Но это была странная любовь. Вслед за П. Я. Чаадаевым Салтыков мог бы повторить: “Прекрасная вещь — любовь к отечеству, но есть еще нечто более прекрасное — это любовь к истине… Я не научился любить свою родину с закрытыми глазами, с преклоненной головой, с запертыми устами. Я нахожу, что человек может быть полезен своей стране только в том случае, если ясно видит ее; я думаю, что время слепых влюбленностей прошло, что теперь мы прежде всего обязаны родине истиной” (“Апология сумасшедшего”). Щедрин также мог бы переадресовать себе стихи Некрасова, обращенные к Гоголю: “Он проповедует любовь / Враждебным словом отрицанья”.

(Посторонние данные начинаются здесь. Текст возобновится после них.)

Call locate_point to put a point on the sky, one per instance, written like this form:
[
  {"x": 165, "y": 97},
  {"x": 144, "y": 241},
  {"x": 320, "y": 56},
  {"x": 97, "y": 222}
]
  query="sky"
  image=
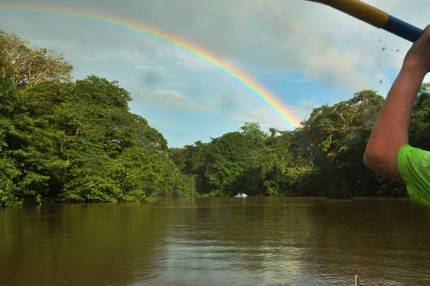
[{"x": 304, "y": 53}]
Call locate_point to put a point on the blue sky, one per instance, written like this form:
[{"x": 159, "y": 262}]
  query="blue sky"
[{"x": 305, "y": 53}]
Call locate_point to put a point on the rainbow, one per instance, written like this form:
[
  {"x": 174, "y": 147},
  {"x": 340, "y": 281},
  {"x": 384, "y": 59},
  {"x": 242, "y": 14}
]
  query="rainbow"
[
  {"x": 239, "y": 77},
  {"x": 280, "y": 8}
]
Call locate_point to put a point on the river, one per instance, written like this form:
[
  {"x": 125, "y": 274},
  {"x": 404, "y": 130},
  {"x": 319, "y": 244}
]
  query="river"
[{"x": 219, "y": 241}]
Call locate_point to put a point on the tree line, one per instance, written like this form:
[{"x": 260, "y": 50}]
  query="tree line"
[{"x": 76, "y": 141}]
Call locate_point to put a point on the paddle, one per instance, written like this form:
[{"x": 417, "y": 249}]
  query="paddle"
[{"x": 375, "y": 17}]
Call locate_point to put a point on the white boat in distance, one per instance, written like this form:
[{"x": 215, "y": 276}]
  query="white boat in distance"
[{"x": 241, "y": 195}]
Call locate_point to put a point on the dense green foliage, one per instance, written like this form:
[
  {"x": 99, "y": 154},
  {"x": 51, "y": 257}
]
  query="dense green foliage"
[
  {"x": 323, "y": 157},
  {"x": 76, "y": 141}
]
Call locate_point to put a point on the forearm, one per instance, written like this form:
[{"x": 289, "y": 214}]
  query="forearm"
[{"x": 391, "y": 128}]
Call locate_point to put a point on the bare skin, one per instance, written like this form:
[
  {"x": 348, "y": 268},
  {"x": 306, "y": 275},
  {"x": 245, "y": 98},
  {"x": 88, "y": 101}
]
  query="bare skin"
[{"x": 391, "y": 128}]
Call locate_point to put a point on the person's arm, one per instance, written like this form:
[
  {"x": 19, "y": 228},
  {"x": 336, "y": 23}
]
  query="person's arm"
[{"x": 390, "y": 131}]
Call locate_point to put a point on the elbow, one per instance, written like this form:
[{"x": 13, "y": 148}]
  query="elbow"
[{"x": 374, "y": 159}]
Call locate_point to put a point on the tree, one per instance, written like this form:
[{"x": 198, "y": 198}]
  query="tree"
[{"x": 26, "y": 67}]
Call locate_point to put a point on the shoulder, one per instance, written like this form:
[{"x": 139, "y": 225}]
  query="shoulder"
[{"x": 414, "y": 168}]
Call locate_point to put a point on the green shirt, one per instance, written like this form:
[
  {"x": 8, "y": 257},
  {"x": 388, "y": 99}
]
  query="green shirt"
[{"x": 414, "y": 168}]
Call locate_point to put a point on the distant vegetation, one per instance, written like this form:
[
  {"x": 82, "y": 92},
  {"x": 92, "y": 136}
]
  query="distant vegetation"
[{"x": 76, "y": 141}]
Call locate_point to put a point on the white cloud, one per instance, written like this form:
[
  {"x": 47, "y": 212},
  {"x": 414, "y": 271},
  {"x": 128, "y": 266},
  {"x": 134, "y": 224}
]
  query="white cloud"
[{"x": 171, "y": 99}]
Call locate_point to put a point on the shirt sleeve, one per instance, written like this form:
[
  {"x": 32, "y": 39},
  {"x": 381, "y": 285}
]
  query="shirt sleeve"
[{"x": 414, "y": 168}]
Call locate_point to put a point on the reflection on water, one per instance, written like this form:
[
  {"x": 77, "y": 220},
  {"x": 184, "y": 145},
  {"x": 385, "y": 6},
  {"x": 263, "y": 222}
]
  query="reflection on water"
[{"x": 256, "y": 241}]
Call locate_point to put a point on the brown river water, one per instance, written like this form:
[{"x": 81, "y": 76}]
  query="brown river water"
[{"x": 253, "y": 241}]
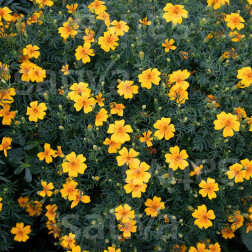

Михаил Евграфович Салтыков родился 15 (27) января 1826 года. Его отец, Евграф Васильевич, принадлежал к старинному, однако обедневшему дворянскому роду. Уже сорокалетним он решил поправить свои дела вынужденной женитьбой на купеческой дочке, Ольге Михайловне Забелиной; ей было всего 15 лет. Приданое невесты оказалось не очень большим, а ее характер — властным и суровым. Будучи практически неграмотной, до конца жизни писавшей с орфографическими ошибками, она быстро прибрала к рукам все дела мужа и стала полноправной и властной хозяйкой в имении и семье (Михаил был шестым ее ребенком). Один из современников назвал ее “боярыней Морозовой”.
Поэзия дворянских гнезд — занятия с гувернерами, прогулки по темным аллеям, веселые игры, общение с крестьянскими детьми — досталась другим русским писателям. В имении Салтыковых господствовала суровая проза крепостной дореформенной жизни, в которой не только крестьяне, но и домашние временами чувствовали себя бесправными рабами.
Первое толстовское воспоминание светло и радостно: купание в корыте, теплая вода, ласковые руки няни. Салтыков-Щедрин в разговоре со знакомым литератором вспоминал совсем иное: “А знаете, с какого момента началась моя память? Помню, что меня секут, кто именно — не помню, но секут как следует, розгою, а немка — гувернантка старших моих братьев и сестер — заступается за меня, закрывает ладонью от ударов и говорит, что я еще слишком мал для этого. Было мне тогда, должно быть, два года, не больше” (воспоминания С. Н. Кривенко).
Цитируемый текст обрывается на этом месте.